The test case 2 is derived from the given file matrixMul_org.cu. Some parts of expected results can be referred to the matrixMul_smc.cu. Some modification are made to test whether the translator can handle different situations:

  1. The main() function is deleted so that when the test case is run, there is no need to add dependency.

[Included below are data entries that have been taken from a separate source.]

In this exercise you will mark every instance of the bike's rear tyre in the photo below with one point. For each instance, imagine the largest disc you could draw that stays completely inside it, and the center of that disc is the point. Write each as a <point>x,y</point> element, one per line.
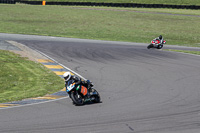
<point>160,46</point>
<point>149,46</point>
<point>97,98</point>
<point>77,98</point>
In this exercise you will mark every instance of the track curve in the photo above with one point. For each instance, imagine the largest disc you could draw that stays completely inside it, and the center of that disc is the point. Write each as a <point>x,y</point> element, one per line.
<point>142,90</point>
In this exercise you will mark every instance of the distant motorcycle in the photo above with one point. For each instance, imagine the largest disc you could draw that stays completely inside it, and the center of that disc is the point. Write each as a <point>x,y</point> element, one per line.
<point>81,94</point>
<point>156,43</point>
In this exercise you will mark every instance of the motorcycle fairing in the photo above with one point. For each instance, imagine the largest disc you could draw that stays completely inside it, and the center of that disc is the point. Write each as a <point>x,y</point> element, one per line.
<point>84,90</point>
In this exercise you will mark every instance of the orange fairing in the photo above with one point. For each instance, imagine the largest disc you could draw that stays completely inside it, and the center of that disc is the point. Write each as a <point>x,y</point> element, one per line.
<point>83,90</point>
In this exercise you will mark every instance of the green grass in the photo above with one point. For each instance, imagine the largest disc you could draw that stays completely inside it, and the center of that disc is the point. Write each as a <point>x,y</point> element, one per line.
<point>184,51</point>
<point>173,2</point>
<point>97,23</point>
<point>21,78</point>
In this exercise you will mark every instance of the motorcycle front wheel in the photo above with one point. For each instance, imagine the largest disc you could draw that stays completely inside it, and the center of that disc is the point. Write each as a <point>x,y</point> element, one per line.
<point>77,98</point>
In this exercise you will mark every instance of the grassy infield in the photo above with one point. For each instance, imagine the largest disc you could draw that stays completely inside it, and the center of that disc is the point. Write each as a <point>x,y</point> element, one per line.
<point>21,78</point>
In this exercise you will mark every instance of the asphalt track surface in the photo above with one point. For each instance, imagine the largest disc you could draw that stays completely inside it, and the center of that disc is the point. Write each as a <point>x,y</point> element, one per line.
<point>143,91</point>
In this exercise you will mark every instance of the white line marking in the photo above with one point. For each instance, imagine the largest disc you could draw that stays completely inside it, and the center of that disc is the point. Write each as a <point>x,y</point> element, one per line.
<point>34,103</point>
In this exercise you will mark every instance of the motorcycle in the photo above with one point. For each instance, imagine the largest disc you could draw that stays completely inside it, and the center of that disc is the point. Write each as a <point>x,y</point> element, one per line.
<point>155,43</point>
<point>80,94</point>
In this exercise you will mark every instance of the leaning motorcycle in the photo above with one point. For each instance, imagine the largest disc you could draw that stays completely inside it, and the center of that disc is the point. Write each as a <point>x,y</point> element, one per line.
<point>80,94</point>
<point>155,43</point>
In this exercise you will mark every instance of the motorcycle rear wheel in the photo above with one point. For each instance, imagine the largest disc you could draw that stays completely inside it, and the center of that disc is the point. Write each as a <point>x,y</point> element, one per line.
<point>149,46</point>
<point>77,98</point>
<point>97,98</point>
<point>160,46</point>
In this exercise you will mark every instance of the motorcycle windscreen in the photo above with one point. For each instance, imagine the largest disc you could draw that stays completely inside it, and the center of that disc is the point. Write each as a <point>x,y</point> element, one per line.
<point>83,90</point>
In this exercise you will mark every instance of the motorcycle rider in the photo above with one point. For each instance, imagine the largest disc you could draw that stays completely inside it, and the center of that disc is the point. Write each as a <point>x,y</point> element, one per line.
<point>69,79</point>
<point>161,39</point>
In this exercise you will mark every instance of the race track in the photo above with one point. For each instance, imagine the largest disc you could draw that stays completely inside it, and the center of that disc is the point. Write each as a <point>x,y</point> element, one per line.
<point>143,91</point>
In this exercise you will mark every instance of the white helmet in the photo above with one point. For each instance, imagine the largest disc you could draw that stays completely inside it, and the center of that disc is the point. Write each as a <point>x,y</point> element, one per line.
<point>67,76</point>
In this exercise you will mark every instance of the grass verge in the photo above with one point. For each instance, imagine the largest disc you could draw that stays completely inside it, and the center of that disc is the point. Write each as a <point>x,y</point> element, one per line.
<point>21,78</point>
<point>184,51</point>
<point>172,2</point>
<point>102,23</point>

  2. In the definition of function matrixMultiply(), a new grid variable is declared and the execution configuration of one kernel call is changed to test whether the translator can handle different execution configurations. Also, it tests whether the grid variables can be one-dimension and three-dimension. It is expected all statements below will be transformed.

     ...
     dim3 gridx(dimsB.x / threads.x); // line 202
    
     dim3 grid(dimsB.x / threads.x, dimsA.y / threads.y, 2); // line 204
     ...
    
     ...
     if (block_size == 16)
     {
         matrixMulCUDA<16><<< gridx, threads >>>(d_C, d_A, d_B, dimsA.x, dimsB.x); // line 212
     }
     else
     {
         matrixMulCUDA<32><<< grid, threads >>>(d_C, d_A, d_B, dimsA.x, dimsB.x); // line 216
     }
    

Test Case 3

This test file is simply a combination of test case 1 and test case 2. It is designed for testing whether the translator can work on the original file containing multiple kernel functions (Extra Feature).

Limitations

For current implementation, the only limitation is that the #include "smc.h" statement is added at the beginning of the generated file instead of after all existing #include statements. This doesn't make any difference to current test cases. However, it can be achieved in future work by extending PPCallBacks and overriding the IncludeDirective() method.